PART TWO continued.....

(Scene 12 – 2,000 words)


Heyes was feeling light headed.  He hadn’t eaten since early yesterday.  But when he looked at the paucity of the families’ dinner, simmering over the fire, he felt obliged to turn down the offer of food from Cora and Bridget, good though it smelt, saying that he and Thaddeus had a lot to catch up on and to discuss between themselves, in private.

Kid looked a bit disappointed at first, but caught on quick as usual, nodding along with his partner’s words.  His face turning just a little sour at the end, not relishing the prospect of explaining the robbery to his older cousin.

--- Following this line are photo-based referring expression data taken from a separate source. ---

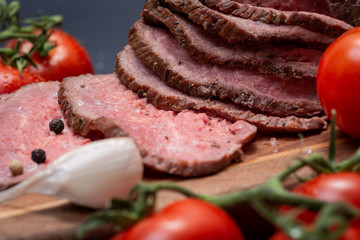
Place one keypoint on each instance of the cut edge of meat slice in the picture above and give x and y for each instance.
(25, 116)
(309, 20)
(236, 29)
(137, 77)
(86, 123)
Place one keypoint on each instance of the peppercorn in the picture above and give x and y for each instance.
(56, 125)
(16, 167)
(38, 156)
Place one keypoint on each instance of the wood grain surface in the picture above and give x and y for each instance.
(43, 218)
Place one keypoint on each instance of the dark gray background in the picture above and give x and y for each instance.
(100, 25)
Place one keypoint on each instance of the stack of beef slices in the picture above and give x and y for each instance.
(348, 11)
(198, 55)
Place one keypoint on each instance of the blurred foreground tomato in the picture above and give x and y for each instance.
(338, 81)
(337, 187)
(189, 219)
(67, 59)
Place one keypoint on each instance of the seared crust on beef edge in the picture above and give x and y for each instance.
(288, 61)
(25, 115)
(236, 29)
(160, 51)
(137, 77)
(312, 21)
(186, 144)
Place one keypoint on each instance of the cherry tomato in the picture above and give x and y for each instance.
(10, 78)
(67, 59)
(338, 81)
(331, 188)
(189, 219)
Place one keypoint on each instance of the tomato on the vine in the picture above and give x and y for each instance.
(189, 219)
(338, 81)
(337, 187)
(11, 80)
(68, 58)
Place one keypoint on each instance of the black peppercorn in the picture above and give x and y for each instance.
(56, 125)
(38, 156)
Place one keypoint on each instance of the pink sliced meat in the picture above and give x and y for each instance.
(25, 118)
(187, 143)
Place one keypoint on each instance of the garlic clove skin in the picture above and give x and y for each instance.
(90, 175)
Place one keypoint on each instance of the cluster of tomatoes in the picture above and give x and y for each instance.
(67, 59)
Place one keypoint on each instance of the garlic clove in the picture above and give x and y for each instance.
(89, 175)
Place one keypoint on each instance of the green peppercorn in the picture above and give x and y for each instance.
(38, 156)
(56, 125)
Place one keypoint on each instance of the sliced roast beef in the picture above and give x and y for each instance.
(288, 61)
(236, 29)
(318, 6)
(312, 21)
(161, 52)
(25, 118)
(136, 76)
(346, 10)
(187, 143)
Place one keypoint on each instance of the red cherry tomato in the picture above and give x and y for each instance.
(189, 219)
(338, 81)
(67, 59)
(330, 188)
(10, 78)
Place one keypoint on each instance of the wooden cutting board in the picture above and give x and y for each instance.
(43, 218)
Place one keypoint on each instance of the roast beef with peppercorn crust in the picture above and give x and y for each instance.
(25, 118)
(137, 77)
(345, 10)
(185, 143)
(159, 50)
(312, 21)
(288, 61)
(236, 29)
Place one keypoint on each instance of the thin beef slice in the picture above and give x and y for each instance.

Heyes gave him a huge beam to confirm that an explanation was way over due in his opinion.

Kid had holstered his gun.  There wasn’t a man there thought that they had any chance against Kid Curry in a gun fight, and there wasn’t any appetite for more gunplay anyway.  

A fragile, friendly alliance had been decided upon between the men of the party, by the mutual consent of sitting drinking the last of the coffee around the cooking fire, and pointedly not to talking about anything that had occurred in the clearing since the men had entered it.

Top Hat Sparrow had his girls on his knees.  

Sophia was nearly six and Michelle was eleven.  The girls were beauties, of the most angelic type of female loveliness, in complete contrast to their father. They cooed and charmed old Sparrow, and had him completely in their thrall. 

Heyes smiled, seeing the old goat so obviously proud and in love with his daughters.

Their mother must be a beauty, he thought, Coz they sure didn’t get them looks from their father!

Heyes noted that neither girl paid the least attention to Frankie.  

This bothered him somehow, though Frankie didn’t seem to even notice.  He couldn’t imagine her gasping and giggling at the coloured ribbons, produced as if by magic, from the old outlaw’s pockets. But Sophia and Michelle ran off into the nearest stump house to play, very happy with their haul.

Fred reached into the apple bag and produced his treasure, smiling at Frankie.

“Say thank you to Thaddeus, Fred” reminded his mother.  “He kindly brought apples for everyone.”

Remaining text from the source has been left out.